I spent three days in Vilnius, the capital city of Lithuania, and it was really pleasant. Vilnius is known to have the biggest old town of Europe, which is quite nice to look at. They have a huge university with several courtyards, lots of small parks and churches everywhere. 



Besides the Repubic of Uzupis there are severall other things I found that are nice to see. So for example the tile with the star on the cathedral square. It marks one end of the human chain going from Vilnius to Tallinn to peacefully protest for independence from Russia. It was 650 km or 2 million people long. After the start of the second world war, first the Sovjets then the Nazis and then the Sovjets again deported or killed loads of Lithuanians. I saw the genocide museum that focussed on crimes to surpress lithuanian independence through Stalin and afterwards. And while it surely was a harsh time for jews there when the Nazis had Lithuania, it was still a better time for everyone else than when Stalin had the country. It got better after he died but most of the deported people (about a tenth of them were children) never saw Lithuania again. Good to know: one big player in reaching independence in Lithuania was the church fighting for their right to believe. So when they made this human chain and it finally lead to independence of the baltic states, they placed the tile and wrote "stebukla" around which means "wish" and they say if you spin once on that tile your wish comes true.

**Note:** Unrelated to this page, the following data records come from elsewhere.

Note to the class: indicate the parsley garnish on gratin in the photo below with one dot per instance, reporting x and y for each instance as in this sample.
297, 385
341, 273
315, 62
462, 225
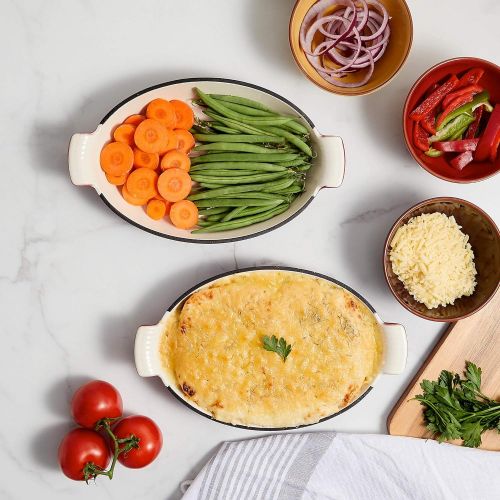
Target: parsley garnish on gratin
279, 346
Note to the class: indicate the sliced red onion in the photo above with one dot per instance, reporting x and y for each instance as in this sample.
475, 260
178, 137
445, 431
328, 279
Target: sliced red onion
355, 38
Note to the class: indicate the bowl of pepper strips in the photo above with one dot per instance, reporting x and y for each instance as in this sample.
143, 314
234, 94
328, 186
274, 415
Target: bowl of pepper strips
451, 120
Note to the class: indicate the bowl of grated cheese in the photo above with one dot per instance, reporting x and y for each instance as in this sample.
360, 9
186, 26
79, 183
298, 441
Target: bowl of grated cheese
442, 259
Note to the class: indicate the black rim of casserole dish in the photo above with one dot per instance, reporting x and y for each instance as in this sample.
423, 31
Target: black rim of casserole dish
194, 80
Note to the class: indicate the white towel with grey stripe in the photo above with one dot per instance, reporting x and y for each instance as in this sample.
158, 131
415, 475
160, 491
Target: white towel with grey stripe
328, 465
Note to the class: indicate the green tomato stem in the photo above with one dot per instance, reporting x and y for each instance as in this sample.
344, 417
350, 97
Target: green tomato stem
90, 470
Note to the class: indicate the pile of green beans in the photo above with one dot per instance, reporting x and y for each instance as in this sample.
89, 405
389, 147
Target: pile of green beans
252, 162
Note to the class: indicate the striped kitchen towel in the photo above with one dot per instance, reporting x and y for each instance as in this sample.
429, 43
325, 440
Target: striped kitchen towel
328, 465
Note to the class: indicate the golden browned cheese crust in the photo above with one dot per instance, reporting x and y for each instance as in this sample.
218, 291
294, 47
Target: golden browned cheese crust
212, 347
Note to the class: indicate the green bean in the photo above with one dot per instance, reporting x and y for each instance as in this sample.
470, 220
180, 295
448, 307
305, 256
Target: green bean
255, 194
271, 187
204, 223
213, 211
243, 221
303, 168
246, 110
223, 110
293, 163
221, 128
239, 138
294, 188
291, 138
237, 147
266, 158
215, 172
241, 179
208, 185
237, 165
235, 212
214, 218
242, 127
234, 202
240, 100
253, 211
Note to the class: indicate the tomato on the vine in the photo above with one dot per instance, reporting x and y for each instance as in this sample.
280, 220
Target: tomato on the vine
149, 436
94, 401
79, 448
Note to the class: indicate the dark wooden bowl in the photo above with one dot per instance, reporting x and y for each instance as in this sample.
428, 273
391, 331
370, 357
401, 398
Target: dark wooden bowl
484, 238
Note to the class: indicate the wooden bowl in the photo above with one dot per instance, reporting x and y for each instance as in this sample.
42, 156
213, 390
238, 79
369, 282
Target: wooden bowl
385, 69
440, 167
485, 242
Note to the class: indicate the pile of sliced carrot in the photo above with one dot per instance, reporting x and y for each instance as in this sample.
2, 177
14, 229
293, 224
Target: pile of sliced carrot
148, 158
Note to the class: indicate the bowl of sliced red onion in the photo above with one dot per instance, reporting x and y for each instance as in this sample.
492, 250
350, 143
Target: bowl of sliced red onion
350, 47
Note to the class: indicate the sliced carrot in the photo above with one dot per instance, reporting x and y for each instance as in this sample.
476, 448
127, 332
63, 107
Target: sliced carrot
185, 140
184, 214
124, 133
168, 204
134, 119
156, 209
133, 200
117, 180
184, 116
116, 158
175, 159
151, 136
161, 111
172, 142
141, 183
174, 184
146, 160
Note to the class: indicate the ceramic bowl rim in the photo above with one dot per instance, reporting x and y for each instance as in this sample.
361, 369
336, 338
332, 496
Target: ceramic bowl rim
395, 227
406, 134
339, 90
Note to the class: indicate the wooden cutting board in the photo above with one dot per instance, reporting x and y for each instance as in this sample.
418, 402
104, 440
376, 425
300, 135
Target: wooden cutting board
477, 339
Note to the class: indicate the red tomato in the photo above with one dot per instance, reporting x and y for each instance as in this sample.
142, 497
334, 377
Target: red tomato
95, 400
79, 447
150, 440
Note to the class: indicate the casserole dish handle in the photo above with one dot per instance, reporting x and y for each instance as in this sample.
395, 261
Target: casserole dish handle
147, 350
396, 348
83, 158
332, 155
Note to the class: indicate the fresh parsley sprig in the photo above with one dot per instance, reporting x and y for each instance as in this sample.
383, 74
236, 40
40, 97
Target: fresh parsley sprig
279, 346
456, 408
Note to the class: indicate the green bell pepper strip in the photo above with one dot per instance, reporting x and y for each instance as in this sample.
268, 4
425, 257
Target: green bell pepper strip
433, 153
479, 100
460, 122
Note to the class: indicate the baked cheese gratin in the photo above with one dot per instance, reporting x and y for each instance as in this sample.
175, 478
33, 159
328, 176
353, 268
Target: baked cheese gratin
213, 349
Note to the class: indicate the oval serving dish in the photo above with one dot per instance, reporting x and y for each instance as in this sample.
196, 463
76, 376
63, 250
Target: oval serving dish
148, 341
85, 170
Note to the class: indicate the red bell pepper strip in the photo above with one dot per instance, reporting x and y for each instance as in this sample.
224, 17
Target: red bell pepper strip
473, 89
474, 126
471, 77
434, 99
431, 89
456, 103
428, 123
462, 160
456, 146
420, 137
494, 148
487, 140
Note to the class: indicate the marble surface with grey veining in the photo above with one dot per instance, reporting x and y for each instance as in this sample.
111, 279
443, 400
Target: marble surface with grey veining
76, 281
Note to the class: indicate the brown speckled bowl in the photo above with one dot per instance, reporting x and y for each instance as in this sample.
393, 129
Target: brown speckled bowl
484, 238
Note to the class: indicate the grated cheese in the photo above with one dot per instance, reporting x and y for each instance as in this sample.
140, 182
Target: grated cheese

Of course I tried it – but first I had to figure out what to wish for. Love, money, success? Way too ordinary and boring. I won’t tell you what I wished for but I will tell you if it comes true.

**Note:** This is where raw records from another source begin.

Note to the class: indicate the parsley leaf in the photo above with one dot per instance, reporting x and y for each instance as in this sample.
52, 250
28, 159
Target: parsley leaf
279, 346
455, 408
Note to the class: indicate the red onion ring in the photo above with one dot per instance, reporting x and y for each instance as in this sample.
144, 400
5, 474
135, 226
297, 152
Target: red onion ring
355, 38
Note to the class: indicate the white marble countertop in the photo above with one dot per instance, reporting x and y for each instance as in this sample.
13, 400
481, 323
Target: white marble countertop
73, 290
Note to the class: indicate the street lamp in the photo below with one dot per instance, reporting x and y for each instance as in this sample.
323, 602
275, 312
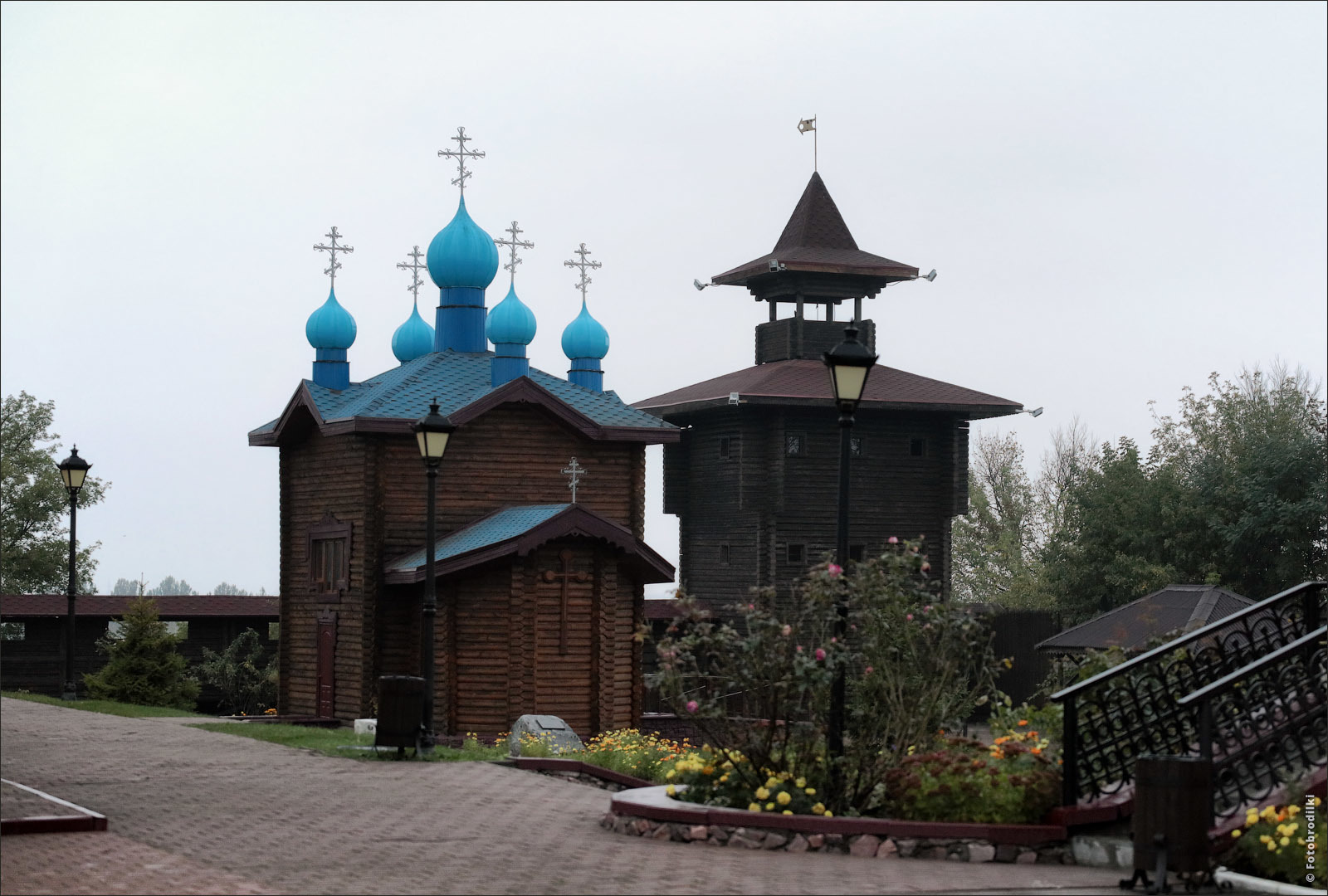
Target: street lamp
432, 433
850, 364
73, 470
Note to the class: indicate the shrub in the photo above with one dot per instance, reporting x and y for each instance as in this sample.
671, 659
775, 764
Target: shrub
1272, 845
964, 781
246, 681
911, 667
144, 667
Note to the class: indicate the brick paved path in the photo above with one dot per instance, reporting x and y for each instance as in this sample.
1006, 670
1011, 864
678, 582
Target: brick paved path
201, 811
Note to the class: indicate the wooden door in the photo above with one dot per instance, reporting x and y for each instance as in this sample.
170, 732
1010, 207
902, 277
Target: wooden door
327, 667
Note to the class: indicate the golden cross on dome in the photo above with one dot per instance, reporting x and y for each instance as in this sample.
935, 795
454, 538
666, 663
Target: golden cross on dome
461, 154
583, 265
332, 250
513, 245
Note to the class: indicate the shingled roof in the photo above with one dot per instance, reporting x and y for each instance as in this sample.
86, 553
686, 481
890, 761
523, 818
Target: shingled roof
1174, 608
521, 530
807, 382
396, 398
816, 239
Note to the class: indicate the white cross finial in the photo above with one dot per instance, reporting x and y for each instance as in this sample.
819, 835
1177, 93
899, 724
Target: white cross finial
461, 154
583, 265
513, 245
575, 471
332, 250
415, 267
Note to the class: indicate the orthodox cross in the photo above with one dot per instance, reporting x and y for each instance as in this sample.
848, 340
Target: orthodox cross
513, 245
566, 577
415, 269
803, 126
575, 471
583, 265
461, 154
332, 250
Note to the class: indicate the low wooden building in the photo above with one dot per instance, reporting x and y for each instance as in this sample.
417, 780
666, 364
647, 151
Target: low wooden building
754, 477
32, 650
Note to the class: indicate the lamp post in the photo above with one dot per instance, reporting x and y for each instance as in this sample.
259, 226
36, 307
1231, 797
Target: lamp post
73, 470
850, 365
432, 431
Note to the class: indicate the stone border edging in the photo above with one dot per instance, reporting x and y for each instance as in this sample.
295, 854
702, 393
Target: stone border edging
654, 803
577, 767
86, 821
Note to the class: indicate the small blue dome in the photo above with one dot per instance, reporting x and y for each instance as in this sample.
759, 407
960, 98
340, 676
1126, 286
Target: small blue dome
511, 322
413, 338
462, 254
331, 325
584, 338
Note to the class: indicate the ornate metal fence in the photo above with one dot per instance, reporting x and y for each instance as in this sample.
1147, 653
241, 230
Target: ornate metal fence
1265, 723
1135, 708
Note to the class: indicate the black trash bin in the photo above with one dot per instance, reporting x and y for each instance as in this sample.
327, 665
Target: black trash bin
400, 712
1173, 813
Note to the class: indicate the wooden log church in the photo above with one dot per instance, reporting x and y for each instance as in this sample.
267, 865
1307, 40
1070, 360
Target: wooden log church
541, 508
754, 477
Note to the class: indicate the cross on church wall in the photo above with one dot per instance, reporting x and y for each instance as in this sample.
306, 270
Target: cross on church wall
332, 249
564, 577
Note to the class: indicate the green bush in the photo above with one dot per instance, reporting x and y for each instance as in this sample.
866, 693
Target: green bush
144, 667
246, 681
1006, 783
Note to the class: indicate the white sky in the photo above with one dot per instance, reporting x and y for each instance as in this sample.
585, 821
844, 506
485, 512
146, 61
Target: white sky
1120, 199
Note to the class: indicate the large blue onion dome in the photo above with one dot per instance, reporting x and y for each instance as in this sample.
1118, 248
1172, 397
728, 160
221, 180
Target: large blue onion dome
511, 322
413, 338
462, 254
331, 325
584, 338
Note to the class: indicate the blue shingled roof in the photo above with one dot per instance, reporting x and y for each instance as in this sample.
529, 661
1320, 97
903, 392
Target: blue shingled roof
458, 378
498, 528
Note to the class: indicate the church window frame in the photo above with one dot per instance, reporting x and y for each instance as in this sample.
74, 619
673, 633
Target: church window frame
329, 553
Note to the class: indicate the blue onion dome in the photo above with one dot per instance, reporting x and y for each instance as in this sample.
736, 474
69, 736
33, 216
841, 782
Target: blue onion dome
462, 254
413, 338
511, 322
584, 338
331, 325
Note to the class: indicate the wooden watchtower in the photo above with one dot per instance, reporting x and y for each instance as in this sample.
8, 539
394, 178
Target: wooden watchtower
754, 481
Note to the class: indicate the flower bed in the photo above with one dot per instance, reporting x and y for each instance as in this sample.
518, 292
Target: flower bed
650, 811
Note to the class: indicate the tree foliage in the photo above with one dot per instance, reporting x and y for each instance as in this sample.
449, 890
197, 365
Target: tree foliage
35, 504
246, 680
144, 668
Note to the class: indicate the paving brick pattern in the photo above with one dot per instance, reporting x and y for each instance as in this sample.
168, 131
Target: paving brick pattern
201, 811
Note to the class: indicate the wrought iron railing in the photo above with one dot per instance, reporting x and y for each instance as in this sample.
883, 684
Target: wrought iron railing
1265, 725
1133, 708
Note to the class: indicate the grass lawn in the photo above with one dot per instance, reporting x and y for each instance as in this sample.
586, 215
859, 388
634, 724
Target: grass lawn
325, 741
108, 707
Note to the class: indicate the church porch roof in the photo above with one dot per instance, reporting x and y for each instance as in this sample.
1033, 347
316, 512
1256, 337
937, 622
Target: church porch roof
518, 531
803, 382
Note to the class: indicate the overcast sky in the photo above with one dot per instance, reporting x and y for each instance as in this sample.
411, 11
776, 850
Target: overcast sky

Another great thing was the hill of the three crosses – another memorial for the resistance against the Sovjets. In the 17th century three missionaries were cruzified there, and the crosses where kept in shape by the population. But the Sovjets destroyed them as well as all other crosses anywhere. So the people of Vilnius just put up new ones and left the destroyed ones there to see. Nevertheless, you have a great sight over all the city from up there.



I even went up once in the late evening to get some pictures of the skyline. It turned out afterwards that I forgot my SD-card, therefore I only have one picture in bad phone quality. But at least I could enjoy the great sight up there. Also, it was the same day when while walking through the old town of Vilnius and all ist parks I saw in total ten different brides, mostly shooting photos or on their way to their wedding party. But on the three crosses hill in front of the skyline of Vilnius, while enjoying the warm evening, I could even see a guy proposing to his girlfriend. Of course she said yes and then they were both so happy, it was really heartwarming to see. Who says Paris is the city of love? Come to Vilnius!

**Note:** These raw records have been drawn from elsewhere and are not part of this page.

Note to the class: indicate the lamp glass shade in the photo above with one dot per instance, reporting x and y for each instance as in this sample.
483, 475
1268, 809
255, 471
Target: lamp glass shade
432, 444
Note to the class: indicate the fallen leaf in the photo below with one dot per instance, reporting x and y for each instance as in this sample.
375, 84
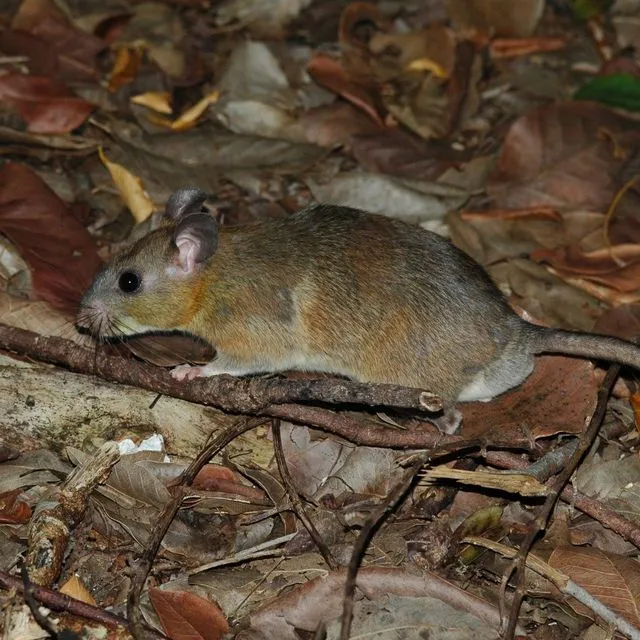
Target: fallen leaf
330, 73
159, 101
54, 46
60, 252
623, 322
561, 155
190, 117
130, 189
13, 510
399, 153
75, 588
496, 17
184, 615
336, 125
157, 29
125, 67
614, 580
47, 107
617, 267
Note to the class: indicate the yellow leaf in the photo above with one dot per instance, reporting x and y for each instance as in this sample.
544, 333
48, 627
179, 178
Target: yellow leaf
189, 118
125, 67
424, 64
74, 588
130, 189
159, 101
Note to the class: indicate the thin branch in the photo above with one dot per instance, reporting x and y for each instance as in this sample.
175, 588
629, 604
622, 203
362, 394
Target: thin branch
544, 512
59, 602
242, 395
375, 520
564, 584
294, 496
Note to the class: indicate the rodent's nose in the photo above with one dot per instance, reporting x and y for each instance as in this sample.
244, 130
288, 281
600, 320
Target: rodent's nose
91, 317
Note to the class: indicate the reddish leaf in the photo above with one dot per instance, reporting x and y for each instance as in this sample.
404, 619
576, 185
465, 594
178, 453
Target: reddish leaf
563, 155
46, 106
54, 46
12, 510
615, 580
399, 153
185, 615
331, 74
60, 252
210, 476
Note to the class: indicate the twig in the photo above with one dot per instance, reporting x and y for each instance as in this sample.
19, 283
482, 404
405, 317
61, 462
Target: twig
563, 583
362, 542
58, 512
296, 502
544, 512
169, 511
60, 602
604, 514
246, 395
227, 393
377, 517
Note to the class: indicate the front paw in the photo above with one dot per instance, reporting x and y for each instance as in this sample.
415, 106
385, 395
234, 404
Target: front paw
187, 372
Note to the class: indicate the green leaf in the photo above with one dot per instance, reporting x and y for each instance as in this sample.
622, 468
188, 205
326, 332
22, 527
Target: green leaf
621, 90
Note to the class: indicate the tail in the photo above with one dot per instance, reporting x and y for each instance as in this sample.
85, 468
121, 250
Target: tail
585, 345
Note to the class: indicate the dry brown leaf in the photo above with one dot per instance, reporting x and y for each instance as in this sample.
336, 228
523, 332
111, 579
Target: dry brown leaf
331, 74
618, 267
615, 580
159, 101
190, 117
429, 50
13, 507
496, 17
125, 67
55, 47
60, 252
561, 155
184, 615
75, 588
48, 107
130, 188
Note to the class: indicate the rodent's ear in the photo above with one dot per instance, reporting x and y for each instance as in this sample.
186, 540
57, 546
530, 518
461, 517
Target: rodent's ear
196, 236
184, 202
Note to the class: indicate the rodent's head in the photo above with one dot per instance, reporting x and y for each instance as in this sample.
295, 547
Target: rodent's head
154, 285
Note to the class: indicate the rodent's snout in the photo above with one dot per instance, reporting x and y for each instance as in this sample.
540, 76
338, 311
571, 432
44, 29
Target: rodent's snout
92, 318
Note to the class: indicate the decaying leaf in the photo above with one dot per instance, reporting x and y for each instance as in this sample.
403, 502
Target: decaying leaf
53, 45
130, 188
47, 107
496, 17
58, 249
186, 615
561, 155
75, 588
615, 580
159, 101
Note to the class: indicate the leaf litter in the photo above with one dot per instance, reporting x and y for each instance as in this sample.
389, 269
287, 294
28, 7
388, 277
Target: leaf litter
511, 127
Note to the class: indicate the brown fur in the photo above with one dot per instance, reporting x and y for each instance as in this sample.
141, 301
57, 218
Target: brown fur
343, 291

Some of you may have heard about the urban knitting thend – in Vilnius I found, as I would call it, urban sewing! Found in front of the St. Annes church.



And of course, for one day I went to Trakai, a village on a peninsula of a lake with a really beautiful castle on an island (but connected to the peninsula with a bridge). The village was originally inhabitated by the Karaites („Karäer“), a turkspeaking jewish community. They had a quite original style of houses, with the gables facing the street and having exactly three windows there. I only have a photo in bad phone quality as well because I forgot my SD-card, but it is totally worth to google for pictures of „Trakai“, because it is really beautiful there! Still, I had a wonderful hot day on the castle island. The water of the lake was cristal clear, you could see every fish, and the temperature was just right for swimming. And besides, it was just half an hour from Vilnius.